The charity said its clients struggling to make ends meet have on average just £28 left each month – £7 a week– after covering their essential household bills.
In 2013, city residents who contacted the charity’s helpline owed an average of £12,544 in unsecured debt.
This week marks the charity’s Debt Awareness Week, which aims to turn the spotlight on the potential signs of debt problems and encourage people to seek advice.
Mike O’Connor, chief executive of StepChange, said: “Debt can have a devastating effect on people’s lives in the form of mental health issues and family breakdown.
“We need people to take early action to prevent some of the worst effects and get back on their financial feet sooner.”
The findings were echoed by the Cyrenians – a charity which specialises in preventing homelessness – which is dealing with more than 19 referrals a week.
Meanwhile, grassroots group Edinburgh Coalition Against Poverty said hundreds of people had been turning up to its debt advice sessions.
Carol-Anne Alcorn, interim chief executive of Cyrenians, said of the charity’s homeless prevention service: “We are seeing up to 19 referrals a week, all are financial or debt-related issues.
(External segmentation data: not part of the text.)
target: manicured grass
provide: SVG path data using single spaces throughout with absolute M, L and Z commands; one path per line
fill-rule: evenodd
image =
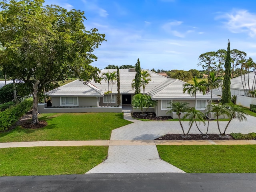
M 35 141 L 109 140 L 111 131 L 132 122 L 122 113 L 42 114 L 48 125 L 37 129 L 19 126 L 0 133 L 0 142 Z
M 0 176 L 84 174 L 106 158 L 108 147 L 0 149 Z
M 161 158 L 187 173 L 256 173 L 256 146 L 157 146 Z

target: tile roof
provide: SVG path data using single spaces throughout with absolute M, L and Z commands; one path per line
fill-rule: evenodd
M 104 69 L 102 70 L 99 75 L 108 72 L 112 72 L 116 71 L 115 69 Z M 187 93 L 183 93 L 182 85 L 185 82 L 178 79 L 171 79 L 164 77 L 156 73 L 148 70 L 151 76 L 152 80 L 146 87 L 145 92 L 150 95 L 154 99 L 194 99 Z M 133 94 L 135 90 L 131 88 L 133 80 L 135 76 L 136 72 L 130 71 L 129 69 L 120 69 L 120 93 L 122 94 Z M 111 84 L 110 84 L 110 90 L 111 89 Z M 116 82 L 113 84 L 112 92 L 117 94 Z M 76 80 L 63 86 L 50 91 L 45 94 L 49 96 L 102 96 L 104 93 L 108 90 L 107 82 L 102 80 L 100 83 L 92 81 L 88 84 L 85 84 L 82 82 Z M 142 92 L 142 88 L 141 92 Z M 210 94 L 209 92 L 203 95 L 201 93 L 197 93 L 196 98 L 210 98 Z M 214 99 L 220 98 L 213 95 Z
M 244 88 L 246 90 L 248 90 L 249 87 L 248 86 L 248 78 L 249 85 L 250 86 L 250 89 L 251 89 L 253 84 L 254 85 L 255 85 L 256 83 L 256 77 L 255 76 L 254 72 L 251 72 L 248 74 L 242 75 L 242 76 L 239 76 L 239 77 L 232 79 L 230 81 L 230 88 L 234 89 L 242 90 L 244 89 L 244 87 L 243 86 L 243 84 L 244 86 Z M 247 88 L 246 89 L 246 87 Z

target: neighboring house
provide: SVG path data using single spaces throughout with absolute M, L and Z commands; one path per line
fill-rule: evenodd
M 159 73 L 158 74 L 161 75 L 162 76 L 164 76 L 164 77 L 168 77 L 168 78 L 170 78 L 170 76 L 168 75 L 167 75 L 166 74 L 166 73 Z
M 248 74 L 242 75 L 242 76 L 233 78 L 230 80 L 230 83 L 231 96 L 242 95 L 245 96 L 246 95 L 245 92 L 246 92 L 247 95 L 248 95 L 249 91 L 249 86 L 250 90 L 252 90 L 253 87 L 254 90 L 256 88 L 255 86 L 256 84 L 255 73 L 254 72 L 251 72 Z M 214 90 L 212 92 L 217 95 L 222 96 L 222 94 L 221 88 Z
M 100 76 L 101 76 L 104 73 L 111 72 L 115 70 L 104 69 L 101 71 Z M 157 101 L 156 106 L 151 110 L 154 111 L 158 116 L 170 116 L 166 114 L 166 111 L 170 102 L 187 102 L 190 103 L 190 106 L 194 106 L 194 98 L 187 93 L 183 93 L 182 86 L 185 82 L 178 79 L 167 78 L 151 71 L 148 71 L 151 76 L 151 81 L 146 87 L 145 93 L 150 95 L 152 99 Z M 120 74 L 121 105 L 131 106 L 132 98 L 135 91 L 131 86 L 132 80 L 135 76 L 135 69 L 120 69 Z M 111 86 L 110 84 L 110 89 Z M 116 82 L 113 86 L 112 106 L 117 106 L 116 87 Z M 141 89 L 142 92 L 142 88 Z M 96 110 L 96 109 L 98 110 L 97 111 L 100 111 L 104 110 L 104 108 L 111 109 L 112 108 L 102 107 L 107 106 L 108 95 L 104 93 L 108 90 L 108 82 L 104 80 L 102 80 L 101 83 L 92 81 L 85 84 L 78 80 L 76 80 L 46 93 L 46 95 L 52 98 L 52 107 L 46 108 L 45 104 L 39 104 L 43 105 L 38 106 L 38 112 L 92 112 L 96 111 L 92 110 Z M 205 112 L 210 96 L 209 92 L 204 95 L 201 93 L 197 93 L 196 104 L 197 109 Z M 215 95 L 212 96 L 212 99 L 220 99 L 219 97 Z M 46 110 L 48 108 L 52 109 Z

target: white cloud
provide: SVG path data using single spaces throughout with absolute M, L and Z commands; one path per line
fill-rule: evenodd
M 184 34 L 183 34 L 176 30 L 174 30 L 174 26 L 180 25 L 182 23 L 182 21 L 176 21 L 173 22 L 170 22 L 166 23 L 162 26 L 162 28 L 167 32 L 178 37 L 185 37 Z
M 108 15 L 108 12 L 98 6 L 95 1 L 82 0 L 82 1 L 85 5 L 85 9 L 94 11 L 102 17 L 106 17 Z
M 246 33 L 250 37 L 256 35 L 256 14 L 251 13 L 246 10 L 238 10 L 231 13 L 225 13 L 216 18 L 224 19 L 228 29 L 234 33 Z
M 73 8 L 74 8 L 74 6 L 71 5 L 70 4 L 65 3 L 63 2 L 65 2 L 66 1 L 61 1 L 58 0 L 46 0 L 45 2 L 45 4 L 47 5 L 58 5 L 59 6 L 64 8 L 67 10 L 70 10 Z

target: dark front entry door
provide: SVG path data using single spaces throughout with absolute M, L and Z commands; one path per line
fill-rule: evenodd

People are struggling to deal with a cost of living increase in terms of food and utility bills, while wages have either stayed the same or fallen.”
As a result of the number of debt issues they are witnessing, the charity, with the help of funding from the Scottish Legal Aid Board, has employed a specialist key worker to focus on financial advice.
Ms Alcorn added: “When we started in 2009, two per cent of people who accessed our services were owner-occupiers, that figure has now risen to 13 per cent.
“That is a vast change and a sign that people right across the board are struggling to make ends meet.”
Michael Cormack, of the Edinburgh Coalition Against Poverty, said: “We run support sessions offering debt advice and there are people literally queueing out the door. We see a lot of people who have had their benefits cut or stopped by the job centre for the most trivial of reasons.
“One man who recently contacted us has had his benefits cut as he has now found a job.
“His problem is that he doesn’t begin the job for several weeks and as a result is now amassing debt.”
Earlier this week, the News revealed that new rules were being drawn up to crack down on the spread of payday loan shops by excluding the controversial firms from receiving business rates relief and changing planning rules to make it easier for councils to refuse them permission.